In a property graph (Cypher, Gremlin, GQL), edges carry labels like :FOLLOWS, :LIKES, :TRANSFERRED, :PURCHASED. Every primitive in this chapter has a label-parameterised version. BFS becomes BFS over edges where label ∈ {L₁, L₂}. Dijkstra becomes Dijkstra weighted by amount, restricted to edges of label :TRANSFERRED. Pattern matching becomes the entire substance of the Cypher MATCH clause. The cost stays the same — adding a label filter is a constant-time check at each edge — but the answers change drastically: BFS-3-hops over :FOLLOWS returns "third-degree friends", while BFS-3-hops over :FOLLOWS or :LIKES mixes the social and interest graphs and returns something closer to "people whose taste resembles yours". This is why graph engines beat relational schemas not on raw traversal cost but on expressivity: the same primitive run with a different label set is a different query, with no schema change required.
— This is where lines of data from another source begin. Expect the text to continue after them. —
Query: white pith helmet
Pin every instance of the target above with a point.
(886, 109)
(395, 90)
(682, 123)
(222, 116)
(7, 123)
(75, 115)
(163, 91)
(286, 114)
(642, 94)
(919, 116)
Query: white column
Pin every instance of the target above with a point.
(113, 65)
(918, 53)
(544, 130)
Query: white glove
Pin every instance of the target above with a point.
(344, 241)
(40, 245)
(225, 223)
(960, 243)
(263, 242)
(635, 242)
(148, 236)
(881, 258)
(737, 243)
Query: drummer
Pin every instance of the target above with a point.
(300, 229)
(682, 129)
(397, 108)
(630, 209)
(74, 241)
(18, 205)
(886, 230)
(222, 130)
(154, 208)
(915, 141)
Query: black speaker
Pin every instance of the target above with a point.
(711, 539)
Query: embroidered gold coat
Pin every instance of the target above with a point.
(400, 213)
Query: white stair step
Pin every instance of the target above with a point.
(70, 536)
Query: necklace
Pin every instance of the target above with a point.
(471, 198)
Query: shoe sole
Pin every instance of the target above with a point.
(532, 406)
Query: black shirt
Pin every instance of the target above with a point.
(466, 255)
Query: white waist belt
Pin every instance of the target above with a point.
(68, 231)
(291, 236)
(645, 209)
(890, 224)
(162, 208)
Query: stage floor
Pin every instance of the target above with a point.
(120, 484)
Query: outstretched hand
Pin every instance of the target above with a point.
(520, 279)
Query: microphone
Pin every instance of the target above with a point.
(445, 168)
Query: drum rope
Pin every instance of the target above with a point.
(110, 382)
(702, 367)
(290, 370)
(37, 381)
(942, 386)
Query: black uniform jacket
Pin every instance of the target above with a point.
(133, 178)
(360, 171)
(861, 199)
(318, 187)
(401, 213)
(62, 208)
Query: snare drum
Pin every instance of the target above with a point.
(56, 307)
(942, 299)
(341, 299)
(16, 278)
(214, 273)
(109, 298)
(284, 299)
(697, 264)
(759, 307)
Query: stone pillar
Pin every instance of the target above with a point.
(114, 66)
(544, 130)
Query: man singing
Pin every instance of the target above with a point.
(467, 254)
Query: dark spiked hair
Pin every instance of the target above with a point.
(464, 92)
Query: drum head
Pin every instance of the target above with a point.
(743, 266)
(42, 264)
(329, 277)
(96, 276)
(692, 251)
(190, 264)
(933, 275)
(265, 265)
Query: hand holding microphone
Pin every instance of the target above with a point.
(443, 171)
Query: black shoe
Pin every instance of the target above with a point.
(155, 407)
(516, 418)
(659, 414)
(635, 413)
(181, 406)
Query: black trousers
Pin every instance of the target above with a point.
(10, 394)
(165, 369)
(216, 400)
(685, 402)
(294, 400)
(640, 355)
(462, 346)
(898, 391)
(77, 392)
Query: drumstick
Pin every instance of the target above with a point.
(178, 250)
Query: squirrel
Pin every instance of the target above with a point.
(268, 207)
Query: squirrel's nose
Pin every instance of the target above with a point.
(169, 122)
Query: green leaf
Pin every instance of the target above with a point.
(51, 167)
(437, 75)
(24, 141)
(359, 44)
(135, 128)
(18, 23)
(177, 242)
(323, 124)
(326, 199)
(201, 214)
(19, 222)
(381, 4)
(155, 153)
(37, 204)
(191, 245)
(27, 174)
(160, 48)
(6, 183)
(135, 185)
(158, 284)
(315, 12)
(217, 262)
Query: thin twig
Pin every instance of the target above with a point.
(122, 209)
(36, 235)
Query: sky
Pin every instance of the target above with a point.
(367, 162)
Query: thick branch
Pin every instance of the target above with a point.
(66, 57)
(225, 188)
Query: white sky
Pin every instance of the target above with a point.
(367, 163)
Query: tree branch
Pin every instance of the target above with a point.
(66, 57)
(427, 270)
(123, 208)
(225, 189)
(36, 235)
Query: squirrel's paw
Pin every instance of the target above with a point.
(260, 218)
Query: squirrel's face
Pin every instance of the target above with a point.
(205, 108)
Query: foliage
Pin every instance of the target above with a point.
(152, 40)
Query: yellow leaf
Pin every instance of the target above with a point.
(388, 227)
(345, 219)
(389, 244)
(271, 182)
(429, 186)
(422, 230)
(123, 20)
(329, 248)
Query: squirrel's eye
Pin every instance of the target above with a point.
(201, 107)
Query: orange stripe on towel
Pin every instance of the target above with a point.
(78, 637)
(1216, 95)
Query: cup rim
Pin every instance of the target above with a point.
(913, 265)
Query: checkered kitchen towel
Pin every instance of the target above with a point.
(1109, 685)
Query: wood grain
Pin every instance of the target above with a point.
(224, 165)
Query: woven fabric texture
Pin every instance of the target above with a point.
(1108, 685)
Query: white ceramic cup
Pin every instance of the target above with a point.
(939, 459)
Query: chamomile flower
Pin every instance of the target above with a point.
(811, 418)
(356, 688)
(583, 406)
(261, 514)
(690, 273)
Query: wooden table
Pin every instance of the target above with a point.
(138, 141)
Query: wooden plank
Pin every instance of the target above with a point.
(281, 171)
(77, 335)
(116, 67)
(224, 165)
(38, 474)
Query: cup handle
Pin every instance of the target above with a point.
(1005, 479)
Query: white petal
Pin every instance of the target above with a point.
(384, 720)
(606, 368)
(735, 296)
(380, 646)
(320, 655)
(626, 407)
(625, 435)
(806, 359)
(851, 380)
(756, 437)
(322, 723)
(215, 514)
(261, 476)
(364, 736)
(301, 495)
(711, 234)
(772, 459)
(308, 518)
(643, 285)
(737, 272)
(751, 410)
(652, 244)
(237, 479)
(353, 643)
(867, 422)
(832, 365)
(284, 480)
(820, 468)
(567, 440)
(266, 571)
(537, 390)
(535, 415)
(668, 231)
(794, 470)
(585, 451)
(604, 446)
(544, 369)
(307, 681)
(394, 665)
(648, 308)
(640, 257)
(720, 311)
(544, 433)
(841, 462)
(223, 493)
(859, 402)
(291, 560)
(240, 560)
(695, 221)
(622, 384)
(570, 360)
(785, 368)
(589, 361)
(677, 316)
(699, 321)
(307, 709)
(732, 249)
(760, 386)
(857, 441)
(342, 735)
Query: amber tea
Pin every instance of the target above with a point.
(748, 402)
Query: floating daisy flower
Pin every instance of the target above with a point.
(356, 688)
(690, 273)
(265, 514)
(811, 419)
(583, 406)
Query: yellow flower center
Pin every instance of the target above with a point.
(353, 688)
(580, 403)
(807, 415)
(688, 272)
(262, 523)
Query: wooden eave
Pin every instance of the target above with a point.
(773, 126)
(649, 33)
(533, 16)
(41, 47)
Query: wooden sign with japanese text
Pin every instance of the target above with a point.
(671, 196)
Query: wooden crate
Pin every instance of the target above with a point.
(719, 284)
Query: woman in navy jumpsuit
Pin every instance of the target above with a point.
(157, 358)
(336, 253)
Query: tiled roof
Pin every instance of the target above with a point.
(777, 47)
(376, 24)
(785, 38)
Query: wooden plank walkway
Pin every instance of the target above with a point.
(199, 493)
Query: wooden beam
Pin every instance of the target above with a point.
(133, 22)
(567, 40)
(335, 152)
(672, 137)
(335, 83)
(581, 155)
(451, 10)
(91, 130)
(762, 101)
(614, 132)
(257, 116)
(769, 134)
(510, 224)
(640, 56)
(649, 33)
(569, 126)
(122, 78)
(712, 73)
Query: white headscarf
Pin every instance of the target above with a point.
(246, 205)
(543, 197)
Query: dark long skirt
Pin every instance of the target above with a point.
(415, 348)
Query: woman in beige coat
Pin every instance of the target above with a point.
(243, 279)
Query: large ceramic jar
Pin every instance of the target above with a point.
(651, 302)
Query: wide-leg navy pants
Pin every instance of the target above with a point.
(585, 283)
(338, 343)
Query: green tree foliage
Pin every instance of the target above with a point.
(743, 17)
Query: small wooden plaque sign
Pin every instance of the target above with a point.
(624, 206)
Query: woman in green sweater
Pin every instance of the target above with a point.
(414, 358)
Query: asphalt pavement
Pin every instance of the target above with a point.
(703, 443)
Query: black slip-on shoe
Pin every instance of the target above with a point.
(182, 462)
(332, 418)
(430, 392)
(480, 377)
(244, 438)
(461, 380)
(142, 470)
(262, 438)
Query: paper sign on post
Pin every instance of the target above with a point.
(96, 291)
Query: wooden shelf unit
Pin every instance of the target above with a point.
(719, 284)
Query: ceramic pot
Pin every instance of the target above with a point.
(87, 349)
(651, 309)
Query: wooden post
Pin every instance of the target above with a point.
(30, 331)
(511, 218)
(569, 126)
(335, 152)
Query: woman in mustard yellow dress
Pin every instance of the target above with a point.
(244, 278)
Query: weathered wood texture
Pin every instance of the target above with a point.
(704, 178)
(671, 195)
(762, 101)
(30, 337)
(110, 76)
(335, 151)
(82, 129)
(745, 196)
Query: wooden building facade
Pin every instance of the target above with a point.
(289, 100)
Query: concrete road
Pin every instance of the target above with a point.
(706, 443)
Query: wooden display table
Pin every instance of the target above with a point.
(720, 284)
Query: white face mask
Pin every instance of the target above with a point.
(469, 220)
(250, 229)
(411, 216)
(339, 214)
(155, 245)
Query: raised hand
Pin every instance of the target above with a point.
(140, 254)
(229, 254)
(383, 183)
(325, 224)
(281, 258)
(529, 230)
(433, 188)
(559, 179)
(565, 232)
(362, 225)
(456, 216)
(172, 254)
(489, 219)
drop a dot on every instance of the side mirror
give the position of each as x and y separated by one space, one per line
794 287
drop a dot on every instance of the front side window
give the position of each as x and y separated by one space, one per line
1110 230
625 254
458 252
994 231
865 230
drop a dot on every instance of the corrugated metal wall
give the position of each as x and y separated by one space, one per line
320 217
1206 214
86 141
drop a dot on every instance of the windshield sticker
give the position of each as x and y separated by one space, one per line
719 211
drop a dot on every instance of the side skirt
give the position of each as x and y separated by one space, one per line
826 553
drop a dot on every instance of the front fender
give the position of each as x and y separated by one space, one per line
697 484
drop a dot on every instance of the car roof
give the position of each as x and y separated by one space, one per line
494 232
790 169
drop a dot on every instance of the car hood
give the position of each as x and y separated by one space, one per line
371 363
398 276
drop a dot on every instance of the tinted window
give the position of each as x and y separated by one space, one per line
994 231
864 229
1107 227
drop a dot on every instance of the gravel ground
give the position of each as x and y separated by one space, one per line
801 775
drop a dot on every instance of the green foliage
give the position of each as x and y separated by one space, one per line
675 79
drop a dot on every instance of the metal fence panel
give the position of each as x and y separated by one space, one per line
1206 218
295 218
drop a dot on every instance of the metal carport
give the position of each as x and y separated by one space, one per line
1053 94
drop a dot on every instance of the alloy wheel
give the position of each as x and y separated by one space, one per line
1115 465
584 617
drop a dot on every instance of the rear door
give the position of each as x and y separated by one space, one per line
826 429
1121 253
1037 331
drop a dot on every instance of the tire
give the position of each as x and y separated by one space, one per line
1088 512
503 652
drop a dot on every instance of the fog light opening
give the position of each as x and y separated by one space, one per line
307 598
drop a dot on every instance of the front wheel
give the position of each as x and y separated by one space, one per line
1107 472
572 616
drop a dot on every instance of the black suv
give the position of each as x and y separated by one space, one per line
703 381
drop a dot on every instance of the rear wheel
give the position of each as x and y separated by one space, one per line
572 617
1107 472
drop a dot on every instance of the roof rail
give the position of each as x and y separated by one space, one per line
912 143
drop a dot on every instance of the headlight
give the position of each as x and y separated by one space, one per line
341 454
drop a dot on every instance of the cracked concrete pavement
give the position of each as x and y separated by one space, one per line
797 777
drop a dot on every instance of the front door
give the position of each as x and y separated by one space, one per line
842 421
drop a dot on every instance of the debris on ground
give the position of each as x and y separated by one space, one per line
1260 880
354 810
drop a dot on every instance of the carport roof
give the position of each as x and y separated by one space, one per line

The cost model in practice

A back-of-envelope worth memorising for Indian-scale workloads. UPI in early 2026 processes ~14 billion transactions per month — about 5,400 per second average, with peaks of around 50,000 tps during festival evenings. Storing a year's worth of UPI transactions as a graph (one node per account, one edge per transaction) is roughly 2 billion edges. A BFS-3-hops query at average degree 30 visits 27,000 edges and finishes in around 30 ms on a single Neo4j instance with the index-free adjacency layout. A Dijkstra over the full graph touches all 2 billion edges and takes minutes — which is why fraud teams at companies like NPCI, PaisaBridge, and DigiPaisa pre-compute connected components nightly, restrict Dijkstra to the suspect component, and only run global pattern matching as a periodic batch. The lesson: which primitive you choose is half the engineering; how much of the graph you let the primitive see is the other half.

Where this is going

You now have the vocabulary. A query like Cyphers MATCH (u:User {id:42})-[:FOLLOWS*1..2]-(f)-[:LIKES]->(p:Product)<-[:LIKES]-(u) RETURN p is no longer mysterious — it is bounded BFS to depth 2 from user 42, then a 1-hop expansion along the LIKES edge, then a set intersection with user 42s own LIKES set. Three primitives, one set operation. The next chapter takes the Cypher and Gremlin query languages apart line by line and shows exactly how each clause compiles down to the primitives in this chapter, executed against the index-free adjacency layout of the previous one. After that, the rest of part 20 covers transactions on graphs, distributed graph storage with TigerGraph and JanusGraph, and the property-graph extensions (GQL, the new ISO standard) that are landing in 2026.

References

  1. Tarjan, R. Data Structures and Network Algorithms. SIAM, 1983. The canonical text on graph algorithms and their analysis.
  2. Robinson, I., Webber, J., Eifrem, E. Graph Databases (2nd edition), O`Reilly, 2015. Chapter 4 covers traversal patterns and Cypher decomposition in detail.
  3. Neo4j. Traversal Framework Reference — the procedural API for custom BFS/DFS over the native store.
  4. Apache TinkerPop. Gremlin Traversal Steps — the reference for graph traversal as a fluent DSL.
  5. Boost. Boost Graph Library — the C++ implementation reference for every primitive in this chapter.
  6. Page, L., Brin, S. The PageRank Citation Ranking, Stanford technical report, 1999. The original derivation.